RFI : Le 27 août, diriez-vous qu’il y aura un choc Ping-Bongo ?
Flavien Enongoué : Je ne pense pas qu’il faille poser le problème en ces termes. Malgré les ralliements, il reste quand même en face d’Ali Bongo 11 candidatures. Ces ralliements constituent non pas un évènement, comme on tente de le dire, il s’agit rien de moins que d’une alliance électorale.
Zacharie Myboto était à la manœuvre pour parvenir au désistement de Casimir Oyé Mba et de Guy Nzouba Ndama en faveur de Jean Ping. L’ancien Premier ministre et l’ancien président de l’Assemblée nationale se sont-ils fait un peu tordre le bras pour arriver à cet accord ?
C’est ce qui apparait manifestement. Chacun d’eux est parti à cette rencontre en imaginant qu’il serait le bénéficiaire du conclave. Mais manifestement, Zacharie Myboto n’avait aucun avantage à ce que l’Union nationale ait un candidat et surtout pas, l’ancien Premier ministre Casimir Oyé Mba. Quant à l’ancien président de l’Assemblée nationale, Guy Nzouba Ndama, il était convaincu que les choses joueraient en sa faveur. Là, tout s’est joué en dehors des militants, des uns et des autres.

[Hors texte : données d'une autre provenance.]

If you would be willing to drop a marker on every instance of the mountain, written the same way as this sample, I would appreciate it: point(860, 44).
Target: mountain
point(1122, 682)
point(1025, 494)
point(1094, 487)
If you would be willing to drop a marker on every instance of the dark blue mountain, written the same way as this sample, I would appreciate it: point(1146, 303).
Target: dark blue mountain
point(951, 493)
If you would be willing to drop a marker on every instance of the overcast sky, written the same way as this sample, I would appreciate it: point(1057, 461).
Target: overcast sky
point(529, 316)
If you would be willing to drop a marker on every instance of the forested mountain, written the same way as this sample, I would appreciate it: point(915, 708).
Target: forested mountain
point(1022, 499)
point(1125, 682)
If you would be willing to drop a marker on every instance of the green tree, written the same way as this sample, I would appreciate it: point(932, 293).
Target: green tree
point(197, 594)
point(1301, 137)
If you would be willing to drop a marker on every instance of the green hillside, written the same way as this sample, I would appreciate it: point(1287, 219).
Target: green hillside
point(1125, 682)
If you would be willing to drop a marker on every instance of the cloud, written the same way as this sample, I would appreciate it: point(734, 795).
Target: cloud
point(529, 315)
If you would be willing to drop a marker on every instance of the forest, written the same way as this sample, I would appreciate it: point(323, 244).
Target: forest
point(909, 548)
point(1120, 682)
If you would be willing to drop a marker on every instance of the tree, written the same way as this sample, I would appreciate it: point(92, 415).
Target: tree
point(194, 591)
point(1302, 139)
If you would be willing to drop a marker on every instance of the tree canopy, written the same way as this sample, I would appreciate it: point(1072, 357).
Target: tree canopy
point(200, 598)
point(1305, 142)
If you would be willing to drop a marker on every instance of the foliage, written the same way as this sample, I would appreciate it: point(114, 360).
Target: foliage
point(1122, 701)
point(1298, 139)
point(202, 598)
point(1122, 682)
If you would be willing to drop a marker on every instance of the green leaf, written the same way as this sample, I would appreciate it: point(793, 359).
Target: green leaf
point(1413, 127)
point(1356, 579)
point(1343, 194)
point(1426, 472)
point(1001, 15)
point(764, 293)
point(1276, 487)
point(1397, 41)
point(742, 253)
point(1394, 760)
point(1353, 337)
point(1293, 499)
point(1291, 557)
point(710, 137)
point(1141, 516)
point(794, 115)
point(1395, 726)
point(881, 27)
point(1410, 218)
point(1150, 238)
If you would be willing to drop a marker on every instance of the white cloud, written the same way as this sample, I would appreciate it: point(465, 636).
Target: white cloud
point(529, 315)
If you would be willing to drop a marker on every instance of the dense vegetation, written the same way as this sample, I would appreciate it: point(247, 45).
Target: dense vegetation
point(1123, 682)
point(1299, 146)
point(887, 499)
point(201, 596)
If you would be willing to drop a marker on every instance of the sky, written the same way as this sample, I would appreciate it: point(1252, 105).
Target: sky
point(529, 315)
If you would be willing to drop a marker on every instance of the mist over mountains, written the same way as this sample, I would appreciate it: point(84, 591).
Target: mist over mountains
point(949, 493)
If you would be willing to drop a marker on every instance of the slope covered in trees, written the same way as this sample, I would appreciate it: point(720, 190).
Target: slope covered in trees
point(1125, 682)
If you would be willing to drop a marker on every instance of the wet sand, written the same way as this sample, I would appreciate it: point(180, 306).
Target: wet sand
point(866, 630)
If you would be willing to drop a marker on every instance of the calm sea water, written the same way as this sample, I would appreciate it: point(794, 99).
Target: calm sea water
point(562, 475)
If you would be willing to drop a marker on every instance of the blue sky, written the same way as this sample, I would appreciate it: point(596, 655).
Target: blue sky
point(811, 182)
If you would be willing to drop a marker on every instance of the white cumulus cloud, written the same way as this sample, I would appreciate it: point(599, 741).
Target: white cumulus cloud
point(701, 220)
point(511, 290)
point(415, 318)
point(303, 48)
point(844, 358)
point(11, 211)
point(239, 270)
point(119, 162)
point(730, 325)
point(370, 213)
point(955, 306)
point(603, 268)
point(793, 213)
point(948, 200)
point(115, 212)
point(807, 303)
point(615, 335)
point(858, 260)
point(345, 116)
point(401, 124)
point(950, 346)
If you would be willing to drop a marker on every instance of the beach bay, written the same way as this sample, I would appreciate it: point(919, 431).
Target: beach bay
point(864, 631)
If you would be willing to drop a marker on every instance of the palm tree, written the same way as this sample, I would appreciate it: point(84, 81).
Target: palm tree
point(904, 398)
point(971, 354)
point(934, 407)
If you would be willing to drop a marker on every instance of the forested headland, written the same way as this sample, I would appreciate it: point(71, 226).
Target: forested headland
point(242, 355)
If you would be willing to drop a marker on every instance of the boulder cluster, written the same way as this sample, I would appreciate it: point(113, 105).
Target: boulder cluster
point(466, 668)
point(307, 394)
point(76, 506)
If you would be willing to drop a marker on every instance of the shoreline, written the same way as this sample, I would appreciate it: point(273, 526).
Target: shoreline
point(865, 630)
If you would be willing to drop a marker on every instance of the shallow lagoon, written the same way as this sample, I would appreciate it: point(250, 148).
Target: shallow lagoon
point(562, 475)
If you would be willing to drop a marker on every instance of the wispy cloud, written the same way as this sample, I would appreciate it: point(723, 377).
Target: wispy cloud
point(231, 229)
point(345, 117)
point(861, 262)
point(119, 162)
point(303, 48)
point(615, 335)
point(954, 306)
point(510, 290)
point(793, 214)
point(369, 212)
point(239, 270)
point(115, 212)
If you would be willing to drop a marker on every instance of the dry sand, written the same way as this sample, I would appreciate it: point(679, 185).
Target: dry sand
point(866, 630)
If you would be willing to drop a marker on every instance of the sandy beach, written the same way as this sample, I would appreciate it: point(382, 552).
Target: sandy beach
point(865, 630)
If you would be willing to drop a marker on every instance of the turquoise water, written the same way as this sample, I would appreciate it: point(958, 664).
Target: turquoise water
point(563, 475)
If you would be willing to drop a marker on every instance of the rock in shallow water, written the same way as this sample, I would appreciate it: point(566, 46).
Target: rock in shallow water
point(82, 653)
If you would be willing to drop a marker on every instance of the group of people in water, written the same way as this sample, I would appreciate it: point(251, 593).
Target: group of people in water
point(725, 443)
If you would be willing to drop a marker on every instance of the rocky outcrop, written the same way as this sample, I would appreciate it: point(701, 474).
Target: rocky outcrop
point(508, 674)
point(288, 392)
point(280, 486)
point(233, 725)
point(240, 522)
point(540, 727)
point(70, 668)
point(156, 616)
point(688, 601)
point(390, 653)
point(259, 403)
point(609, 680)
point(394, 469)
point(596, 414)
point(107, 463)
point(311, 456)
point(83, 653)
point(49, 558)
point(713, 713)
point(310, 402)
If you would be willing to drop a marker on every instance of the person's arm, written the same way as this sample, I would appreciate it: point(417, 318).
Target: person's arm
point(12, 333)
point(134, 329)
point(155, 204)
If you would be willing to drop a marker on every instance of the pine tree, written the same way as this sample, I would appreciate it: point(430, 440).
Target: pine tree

Et selon vos informations, sur quelles bases s’est fait effectivement cet accord ? Le choix s’est-il porté sur le candidat le plus virulent contre Ali Bongo ?
Ils sont tous virulents contre Ali Bongo, il n’y a aucune différence à faire entre les trois. Seulement je crois que Jean Ping, il faut être honnête, a pris de l’avance sur un certain nombre de ses concurrents parce que, depuis plus d’un an et demi, il laboure le terrain. Casimir Oyé Mba s’est lancé sur le tard, au mois de juin. Même là, à reculons parce qu’ils avaient pensé, ils avaient cru que la stratégie de la DTE, c’est-à-dire Destitution-Transition-Election, allait aboutir. Or ça a été un flop à ce niveau.
Il y a un autre aspect. Jean Ping, osons le dire, a plus de moyens que tous ces candidats réunis.
Que dire du report des votes, les appels de Guy Nzouba Ndama et de Casimir Oyé Mba, vont-ils être suivis des faits ?
Casimir Oyé Mba n’apporte pas grand-chose. Jean Ping avait déjà réussi son OPA au niveau des troupes de l’Union nationale. Maintenant qu’apporte Guy Nzouba Ndama ? Je serais tenté de vous dire que paradoxalement son désistement pourrait bénéficier à Ali Bongo Ondimba. Pourquoi ? Parce que dans notre cas du Gabon, son électorat prioritaire, c’est-à-dire les gens de sa région, l'Ogooué-Lolo, ne voteront pas mécaniquement pour Jean Ping parce qu’ils se sont portés sur lui en pensant que le fils du pays allait devenir président de la République. Et comme ça ne va pas être le cas, nombreux d’entre eux qui sont PDGistes depuis le début, parce que le PDG [Parti démocratique gabonais] est né à Koulamoutou, la province d’origine de Guy Nzouba Ndama. Beaucoup de ceux qui ont pensé que ça pouvait bénéficier à Jean Ping, pourront déchanter et je ne pense pas qu’ils vont suivre Nzouba Ndama dans son aventure.
Ali Bongo Ondimba, dans son discours prononcé à l’occasion de la fête de l’Indépendance ce mercredi, a dénoncé « des appels à la discorde et à la violence » ?
Oui, parce que nous avons entendu un certain nombre de choses inacceptables. Traiter certains compatriotes de « cafards » ou alors un responsable politique proche de Jean Ping qui demande aux gens de faire « comme à Nice », c’est-à-dire l’apologie du terrorisme. Le combat démocratique n’est loyal que par la forclusion de la violence, d’un côté comme de l’autre.
Un constat maintenant… c’est au sein de l’ancien parti unique, donc le PDG au pouvoir, qu’est née une opposition franche et radicale ?
C’est d’ailleurs ce qui pose problème. Sur la capacité de notre société à générer des nouvelles figures. Le PDG, c’est là où il y a le renouvellement, alors qu’en face la plupart des leaders sont septuagénaires. Mais peut-être que cette élection sera celle du passage d’une génération à une autre.